2

Dec 11

Stemming for SEO: The Complete Guide

Your Content Optimization Class is Now in Session!

Your Content Optimization Class is Now in Session!

It has long been known that on-page optimization, which typically focuses on document length and keyword density, can be aided by inclusion of words that are related to the target keyword.  Related words aid ranking but can also improve the usefulness of the overall text, its readability, and the degree to which the document appears “natural”.  Word Stems represent some of the *most* tightly related words you can pepper into a web page, and deserve close attention when creating content.  This posting will explore word stems, how Google uses word stems, and will develop some best practices for utilizing word stems in web content.

What are Word Stems?

Word stems can be thought of as the root for a set of very-similar-meaning words that are in different form.  For example: “bats”, “batting”, “batter”, “batted” – all of these share the same stem “bat”, which can be obtained by stripping the suffix characters off of each word (i.e. by stripping the “s” off of “bats”, and so on).  However, a stem need not even necessarily be a valid word.  For instance, the words “bicycle”, “bicyclist”, and “bicycling” all share the stem “bicycl”, which is clearly not a word.  The great thing about stems though is, if you can strip two words down to their stems, and the stems are the same, then the two words must have almost the same meaning and are probably just different forms (plural, adverb, past participle, and so on).  If that’s the case, then the words are about as close as you can get from a relevance standpoint; intuitively, the terms “bicycle” and “bicyclist” are more related than “bicycle” and “inner tube”.

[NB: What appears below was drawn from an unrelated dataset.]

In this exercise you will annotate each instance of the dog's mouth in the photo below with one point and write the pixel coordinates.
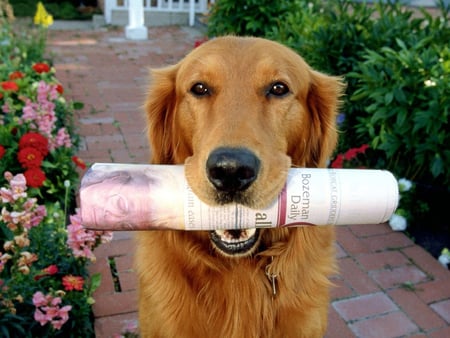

The Porter Stemming Algorithm

Various algorithms have been developed for determining the stem of a word (including a surprisingly little-used form of cheating: looking the word up in a dictionary).  The most popular stemming algorithm is the Porter stemming algorithm, which is about 85% accurate.  In other words, two words that ought to share the same stem are identified by the algorithm to have the same stem about 85% of the time.

The original paper on it can be found here – essentially it is just a set of cascading rules.  It’s actually a lot less sophisticated than you might think and its logic is sort of along the lines of “if the word ends in this then do this unless this exception exists”.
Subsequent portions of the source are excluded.